Detailed design documentation¶
mybench: a high-performance framework for rapid prototyping of benchmarks¶
November 2022
Introduction¶
Database performance analysis is a difficult and time-consuming aspect of the maintenance and evolution of today’s cloud-based applications. One common method of conducting performance analysis is to benchmark the database with a simulated load that matches what is observed in production. Database benchmarks are typically conducted against database servers that are created in a controlled environment with similar specification and topology as the production databases. A simulated data set is then loaded into the database servers. Finally, a simulated workload is sent to the database servers. The resulting throughput and latency metrics are recorded and subsequently analyzed to identify limitations of the system and opportunities for optimization.
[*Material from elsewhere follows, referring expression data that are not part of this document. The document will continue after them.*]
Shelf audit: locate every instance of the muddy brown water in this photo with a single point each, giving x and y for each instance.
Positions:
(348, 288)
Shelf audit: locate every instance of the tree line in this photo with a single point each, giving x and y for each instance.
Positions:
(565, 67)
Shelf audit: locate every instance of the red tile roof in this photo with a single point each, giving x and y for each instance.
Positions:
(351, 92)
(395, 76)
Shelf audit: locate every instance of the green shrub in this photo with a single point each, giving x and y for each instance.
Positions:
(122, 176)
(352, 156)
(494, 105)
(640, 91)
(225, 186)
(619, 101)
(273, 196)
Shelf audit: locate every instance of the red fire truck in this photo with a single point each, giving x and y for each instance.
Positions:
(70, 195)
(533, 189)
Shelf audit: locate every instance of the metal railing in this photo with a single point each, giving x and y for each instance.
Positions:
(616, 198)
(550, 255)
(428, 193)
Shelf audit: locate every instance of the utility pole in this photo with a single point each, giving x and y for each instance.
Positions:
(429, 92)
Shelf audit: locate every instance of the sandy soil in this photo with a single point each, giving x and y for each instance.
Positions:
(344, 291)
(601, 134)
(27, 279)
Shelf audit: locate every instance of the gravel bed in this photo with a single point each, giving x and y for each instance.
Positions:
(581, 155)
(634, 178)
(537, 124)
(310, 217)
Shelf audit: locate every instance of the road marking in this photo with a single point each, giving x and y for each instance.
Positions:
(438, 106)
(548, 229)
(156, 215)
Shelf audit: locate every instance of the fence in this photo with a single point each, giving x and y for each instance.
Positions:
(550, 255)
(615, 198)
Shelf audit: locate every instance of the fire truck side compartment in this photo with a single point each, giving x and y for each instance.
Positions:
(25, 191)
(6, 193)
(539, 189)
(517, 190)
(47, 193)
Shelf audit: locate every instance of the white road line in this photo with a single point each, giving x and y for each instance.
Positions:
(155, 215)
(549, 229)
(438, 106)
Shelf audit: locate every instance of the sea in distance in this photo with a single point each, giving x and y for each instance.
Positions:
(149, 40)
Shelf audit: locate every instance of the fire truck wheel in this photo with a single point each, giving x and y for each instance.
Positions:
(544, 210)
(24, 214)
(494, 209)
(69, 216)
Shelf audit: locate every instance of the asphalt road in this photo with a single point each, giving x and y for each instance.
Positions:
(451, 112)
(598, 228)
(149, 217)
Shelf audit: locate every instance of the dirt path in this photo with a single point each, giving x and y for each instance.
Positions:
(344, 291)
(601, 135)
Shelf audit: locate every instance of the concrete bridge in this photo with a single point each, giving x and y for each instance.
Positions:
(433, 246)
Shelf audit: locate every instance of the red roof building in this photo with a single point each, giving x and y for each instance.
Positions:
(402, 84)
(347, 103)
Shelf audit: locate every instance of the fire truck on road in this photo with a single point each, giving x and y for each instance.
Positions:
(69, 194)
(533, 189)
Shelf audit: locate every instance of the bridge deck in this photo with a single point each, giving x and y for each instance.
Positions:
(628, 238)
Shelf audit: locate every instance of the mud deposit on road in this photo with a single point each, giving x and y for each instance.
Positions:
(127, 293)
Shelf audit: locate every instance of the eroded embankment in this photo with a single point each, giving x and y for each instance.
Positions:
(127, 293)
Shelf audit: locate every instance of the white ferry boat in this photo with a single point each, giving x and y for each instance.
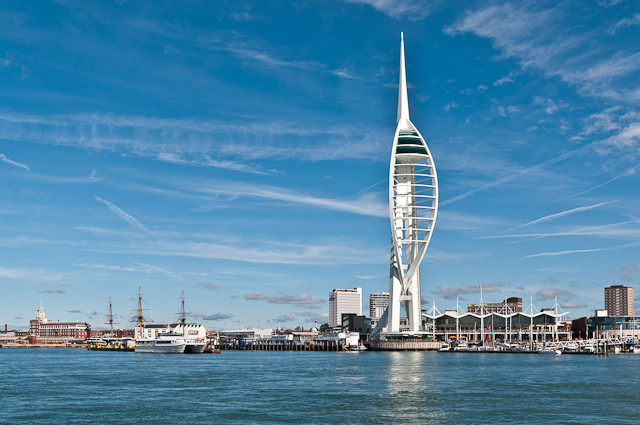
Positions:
(164, 343)
(358, 348)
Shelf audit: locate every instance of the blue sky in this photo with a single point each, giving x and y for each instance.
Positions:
(241, 150)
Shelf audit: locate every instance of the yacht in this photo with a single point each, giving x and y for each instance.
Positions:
(550, 351)
(164, 343)
(358, 348)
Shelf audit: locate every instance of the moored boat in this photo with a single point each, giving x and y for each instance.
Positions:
(164, 343)
(358, 348)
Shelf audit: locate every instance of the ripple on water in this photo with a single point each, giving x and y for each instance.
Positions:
(80, 387)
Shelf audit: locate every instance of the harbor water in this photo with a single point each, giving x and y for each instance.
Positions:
(75, 386)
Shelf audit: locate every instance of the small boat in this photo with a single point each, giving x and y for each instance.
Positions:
(358, 348)
(164, 343)
(550, 351)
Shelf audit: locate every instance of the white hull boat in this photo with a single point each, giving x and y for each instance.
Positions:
(165, 343)
(548, 351)
(194, 346)
(358, 348)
To properly perform these benchmarks, implementations of the simulated data sets and workloads must realistically represent the production system. Since most modern web applications are somewhat uniquely implemented, custom simulated data set and workload must be modeled to accurately represent each application. Since many modern web applications consist of a number of “microservices” each with its own codebase, databases, and query patterns, many simulated data sets and workloads must be modeled and benchmarked to properly gain insights into the performance of the application as a whole. The benchmark tool must therefore provide an easy-to-use and ergonomic API to model these data sets and workloads. This is termed as the pre-processing stage of the benchmark [1].
Following the pre-processing stage, the simulated workload must be executed by the benchmarking tool in the processing stage. One technique to discover the limits of the system is to drive the workload with increasing rate until throughput saturates and latency spikes. This requires the benchmark tool to precisely and accurately control the rate at which the workload is sent to the database. As the rate increases, the amount of work the benchmark tool has to do also increases, which can negatively and artificially affect the throughput and latency. To avoid this, the benchmark tool itself must be very efficient, and ideally detects that its own performance is compromised by the high desired rate. To shorten the feedback loop in case something is wrong with the benchmarking setup, it is also important for the tool to provide a live monitoring of throughput and latency values such that engineers can detect problems while the benchmark is in progress and abort the run if necessary.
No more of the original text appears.